If you've been paying attention to the literature over the last 6 months, you might feel completely befuddled by all of the conflicting information on osetltamivir (Tamiflu). I know I am!
In the spring of 2014, the Cochrane group published an updated review of data on oseltamivir's effectiveness. This review incorporated previously unpublished and withheld data sets. In short, the Cochrane group found that oseltamivir had no effect on hospitalization rates for influenza. The Cochrane authors argued that the decision to stockpile neuraminidase inhibitors like oseltamivir might be misguided. (For those interested in the full story of the withheld data, I would direct you to this masterful piece.) Additionally, a review in Annals of Internal Medicine found that industry-supported reviews of the drug had more favorable findings and conclusions than studies completed by researchers without a financial conflict of interest.
On the other hand, at least one major review in 2014 found that hospitalized patients treated with oseltamivir derive real benefits including reduced mortality. The CDC's guidelines for this flu season recommend prompt therapy with a neuraminidase inhibitors for high-risk outpatients and for all hospitalized patients with suspected or confirmed influenza. An editorial in this week's NEJM also argues for prompt treatment of pregnant patients.
So what's the deal with oseltamivir anyways? Is every prescription for it just helping to fill Roche's corporate coffers? Or is oseltamivir's routine use justified?
Here's my take. In otherwise healthy adults, there is probably not a role of treating influenza.
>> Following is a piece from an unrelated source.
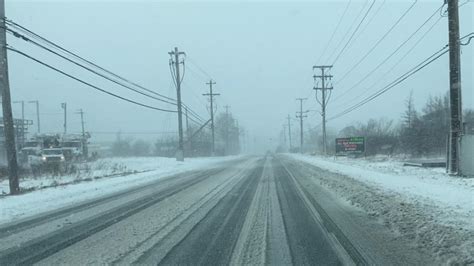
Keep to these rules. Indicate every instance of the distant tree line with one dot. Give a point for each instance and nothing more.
(227, 141)
(418, 132)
The relative shortening of a flu-like illness by about one half-day may be of some value to patients, but there is real risk of adverse effects and resistance. I myself probably wouldn't take an oseltamivir script this year -- even though I admit to having placed myself on two separate courses of it over the last several years.
However, I will still feel compelled to treat acutely ill, hospitalized patients or high-risk ambulatory patients with oseltamivir until someone can give me a pretty good reason not to.